Several businesses either downsized or closed their doors during the fourth quarter just as the area's largest retail project in years, Hollywood & Highland, came on line. Also, a handful of dot-com companies bit the dust, causing the office market vacancy rate in Hollywood and West Hollywood to hover around 18 percent during the fourth quarter, compared with 11 percent for the like period one year ago, according to Grubb & Ellis Co.
Asking rates for Class A office space dipped to $2.50 a square foot in the fourth quarter, down five cents from a year ago.
"It was a very ugly quarter," said Rob Langer, a managing director with Meringoff Equities.

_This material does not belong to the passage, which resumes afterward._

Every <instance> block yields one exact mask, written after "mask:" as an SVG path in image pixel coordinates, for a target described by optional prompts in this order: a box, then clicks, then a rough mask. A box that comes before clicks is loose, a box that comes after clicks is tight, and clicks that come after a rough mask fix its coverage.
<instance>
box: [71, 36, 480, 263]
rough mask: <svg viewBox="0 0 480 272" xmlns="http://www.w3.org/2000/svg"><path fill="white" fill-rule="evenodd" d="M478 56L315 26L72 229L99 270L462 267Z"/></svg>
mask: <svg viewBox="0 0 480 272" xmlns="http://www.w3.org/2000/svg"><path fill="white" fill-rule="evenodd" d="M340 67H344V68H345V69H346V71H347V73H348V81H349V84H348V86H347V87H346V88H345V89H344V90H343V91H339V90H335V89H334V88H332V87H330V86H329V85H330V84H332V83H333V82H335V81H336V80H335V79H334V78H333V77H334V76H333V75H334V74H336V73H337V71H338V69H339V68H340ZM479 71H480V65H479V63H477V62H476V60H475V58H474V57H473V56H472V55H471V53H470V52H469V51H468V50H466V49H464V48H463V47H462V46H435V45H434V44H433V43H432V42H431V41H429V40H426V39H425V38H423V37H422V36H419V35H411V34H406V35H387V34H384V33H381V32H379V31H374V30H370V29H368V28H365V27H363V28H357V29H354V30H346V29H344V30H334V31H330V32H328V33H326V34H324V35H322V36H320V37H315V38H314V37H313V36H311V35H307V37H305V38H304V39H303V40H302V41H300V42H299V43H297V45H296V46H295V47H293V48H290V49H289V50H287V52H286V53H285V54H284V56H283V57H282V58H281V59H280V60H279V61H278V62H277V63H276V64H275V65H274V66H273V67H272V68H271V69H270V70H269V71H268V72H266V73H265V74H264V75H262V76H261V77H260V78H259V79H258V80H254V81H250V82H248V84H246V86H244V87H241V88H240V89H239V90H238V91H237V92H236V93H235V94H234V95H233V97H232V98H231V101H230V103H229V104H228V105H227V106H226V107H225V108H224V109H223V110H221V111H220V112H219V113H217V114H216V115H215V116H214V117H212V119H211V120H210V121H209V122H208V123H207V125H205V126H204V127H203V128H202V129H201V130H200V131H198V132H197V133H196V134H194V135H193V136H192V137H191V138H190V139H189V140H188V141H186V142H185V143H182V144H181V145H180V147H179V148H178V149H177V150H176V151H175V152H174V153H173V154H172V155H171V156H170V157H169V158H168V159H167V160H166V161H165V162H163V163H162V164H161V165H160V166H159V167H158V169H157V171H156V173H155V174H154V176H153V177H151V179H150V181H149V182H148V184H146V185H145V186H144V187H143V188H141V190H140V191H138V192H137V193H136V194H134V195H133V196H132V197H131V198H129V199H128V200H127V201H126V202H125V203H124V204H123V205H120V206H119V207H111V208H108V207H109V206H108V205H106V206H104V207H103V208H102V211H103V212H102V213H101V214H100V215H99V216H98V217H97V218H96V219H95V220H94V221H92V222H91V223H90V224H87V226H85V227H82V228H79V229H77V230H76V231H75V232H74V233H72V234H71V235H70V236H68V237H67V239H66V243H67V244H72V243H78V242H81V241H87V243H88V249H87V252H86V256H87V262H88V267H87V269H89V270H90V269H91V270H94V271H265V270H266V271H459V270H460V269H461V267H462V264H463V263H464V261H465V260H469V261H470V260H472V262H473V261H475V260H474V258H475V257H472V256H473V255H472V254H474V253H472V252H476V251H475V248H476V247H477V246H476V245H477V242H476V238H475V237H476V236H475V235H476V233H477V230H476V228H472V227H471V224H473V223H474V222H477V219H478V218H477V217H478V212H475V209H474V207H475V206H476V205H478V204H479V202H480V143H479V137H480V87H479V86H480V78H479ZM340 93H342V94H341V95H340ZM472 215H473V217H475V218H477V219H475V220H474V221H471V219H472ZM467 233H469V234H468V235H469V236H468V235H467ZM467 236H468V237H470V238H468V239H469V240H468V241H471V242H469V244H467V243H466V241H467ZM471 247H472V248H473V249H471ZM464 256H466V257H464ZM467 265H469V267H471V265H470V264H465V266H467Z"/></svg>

Langer remembers receiving word one day last November that Propaganda Films was suddenly shutting down and moving out of its 30,000-square-foot building even though the company only had been there for 13 months and had almost nine more years to go on its lease.
Then his company, which is the landlord for the CNN Building on Sunset Boulevard and Vine Avenue, took another hit. Priority Records, a subsidiary of Capitol/EMI, moved out of the two floors it had occupied. Then another two dot-com companies housed in the CNN Building went bankrupt, giving back 7,500 square feet of office space.
David Lachoff, senior vice president with Grubb & Ellis, said the Sunset Media Tower at 6255 Sunset Blvd. has nearly a 70 percent vacancy rate.
"Hollywood still has some stigmas about it," he explained, noting that the on and off-ramps to the Hollywood Freeway are difficult to negotiate and some people believe the area is still unsafe.
But brokers and developers believe that things will get better as more retail and entertaiment projects come on line. "Hollywood & Highland will help," Lachoff said.